O governo do estado do Rio de Janeiro, em parceria com a prefeitura da capital, protocolou nesta quarta-feira (14) um pedido formal junto à Agência Nacional de Aviação Civil (Anac) solicitando o aumento expressivo do número de voos no Aeroporto Internacional do Galeão – Antonio Carlos Jobim. A iniciativa conjunta busca reverter o declínio na movimentação do terminal nos últimos anos e reestabelecer sua posição como principal porta de entrada para o turismo e negócios na região.
Situação atual do Galeão
O Aeroporto Internacional do Galeão já foi o principal aeroporto do Brasil em movimentação internacional, mas perdeu espaço para terminais em São Paulo e para o Aeroporto Santos Dumont, no próprio Rio. A pandemia de Covid-19 agravou ainda mais a situação, com a redução drástica de voos e a consequente ociosidade da infraestrutura. Atualmente, o Galeão opera com capacidade muito abaixo do seu potencial, o que gera prejuízos econômicos e desemprego no setor.
Dados da Anac mostram que o número de passageiros no Galeão caiu mais de 60% desde 2015, enquanto outros aeroportos registraram crescimento. A situação é crítica e exige medidas urgentes para reverter a tendência.
Detalhes do pedido
No documento, o governador e o prefeito solicitam que a Anac priorize a distribuição de slots e ofereça incentivos regulatórios para que as companhias aéreas voltem a investir no Galeão. Entre as medidas propostas estão a redução de tarifas aeroportuárias, a melhoria da infraestrutura e a criação de um grupo de trabalho para monitorar a evolução do movimento.
As autoridades também pedem que a agência considere a realocação de voos do Santos Dumont para o Galeão, especialmente rotas de longo curso e internacionais, de forma a otimizar o uso dos dois aeroportos da região metropolitana.
Repercussão e expectativas
O setor hoteleiro e de turismo recebeu a notícia com entusiasmo. A Associação Brasileira da Indústria de Hotéis (ABIH) do Rio de Janeiro afirmou que a medida é fundamental para a retomada econômica do estado. "O Galeão é a porta de entrada para o turista internacional. Aumentar os voos significa mais emprego e renda para toda a cadeia produtiva", disse o presidente da entidade.

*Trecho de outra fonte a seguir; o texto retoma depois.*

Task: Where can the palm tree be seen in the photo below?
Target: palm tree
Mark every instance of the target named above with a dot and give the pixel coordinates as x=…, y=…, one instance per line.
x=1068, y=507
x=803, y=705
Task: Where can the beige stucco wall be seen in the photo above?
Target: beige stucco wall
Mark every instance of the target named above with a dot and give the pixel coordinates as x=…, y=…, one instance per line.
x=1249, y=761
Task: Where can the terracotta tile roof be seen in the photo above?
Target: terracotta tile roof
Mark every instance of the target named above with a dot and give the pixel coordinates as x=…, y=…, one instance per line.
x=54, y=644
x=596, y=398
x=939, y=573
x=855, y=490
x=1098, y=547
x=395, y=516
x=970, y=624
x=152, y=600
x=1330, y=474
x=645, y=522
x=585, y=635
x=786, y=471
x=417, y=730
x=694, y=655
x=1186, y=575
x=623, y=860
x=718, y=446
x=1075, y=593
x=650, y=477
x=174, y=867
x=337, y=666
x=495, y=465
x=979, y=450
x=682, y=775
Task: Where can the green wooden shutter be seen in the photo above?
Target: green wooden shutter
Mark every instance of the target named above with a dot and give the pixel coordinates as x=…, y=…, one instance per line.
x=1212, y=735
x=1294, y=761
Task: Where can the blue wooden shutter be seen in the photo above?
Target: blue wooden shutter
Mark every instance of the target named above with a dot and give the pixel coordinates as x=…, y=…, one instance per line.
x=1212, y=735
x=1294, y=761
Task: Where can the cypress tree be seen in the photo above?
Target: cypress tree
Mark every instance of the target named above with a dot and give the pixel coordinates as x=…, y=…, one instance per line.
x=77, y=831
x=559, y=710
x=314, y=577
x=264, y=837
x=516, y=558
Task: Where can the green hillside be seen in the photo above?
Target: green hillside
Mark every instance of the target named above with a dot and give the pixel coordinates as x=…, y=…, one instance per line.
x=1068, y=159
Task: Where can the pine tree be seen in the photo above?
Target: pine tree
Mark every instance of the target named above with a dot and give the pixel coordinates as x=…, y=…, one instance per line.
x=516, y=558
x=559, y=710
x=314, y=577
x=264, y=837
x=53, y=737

Empresas aéreas também sinalizaram interesse em ampliar as operações, desde que haja condições favoráveis. A expectativa é que, com as medidas certas, o Galeão possa recuperar parte do movimento perdido nos próximos anos.
Impacto econômico e turístico
O turismo é um dos principais motores da economia fluminense, e a conectividade aérea é essencial para atrair visitantes nacionais e internacionais. A ampliação dos voos no Galeão pode gerar milhares de empregos diretos e indiretos, além de movimentar setores como comércio, serviços e hotelaria. A prefeitura estima que cada novo voo internacional pode injetar milhões de reais na economia local.
Além disso, o aumento da malha aérea pode facilitar a logística de cargas, beneficiando empresas que dependem do transporte aéreo para exportar produtos. O aeroporto conta com uma estrutura de terminais de carga que pode ser melhor aproveitada.
Próximos passos
A Anac deve analisar o pedido nas próximas semanas. O governo estadual já anunciou que está disposto a oferecer incentivos fiscais para as companhias que criarem novas rotas a partir do Galeão. Além disso, a prefeitura do Rio estuda melhorias no acesso ao aeroporto, incluindo a ampliação do transporte público e a requalificação das vias.
A decisão da Anac é aguardada com expectativa por diversos setores da economia fluminense. O governo federal também foi comunicado e acompanha o processo. Caso aprovado, o aumento de voos pode começar a ser implementado ainda neste ano.
Historicamente, o Galeão sempre foi um símbolo da aviação civil brasileira. Inaugurado nos anos 1950, o aeroporto passou por diversas reformas e foi palco de momentos importantes do país. A revitalização do terminal é vista como uma prioridade estratégica para o desenvolvimento do Rio de Janeiro.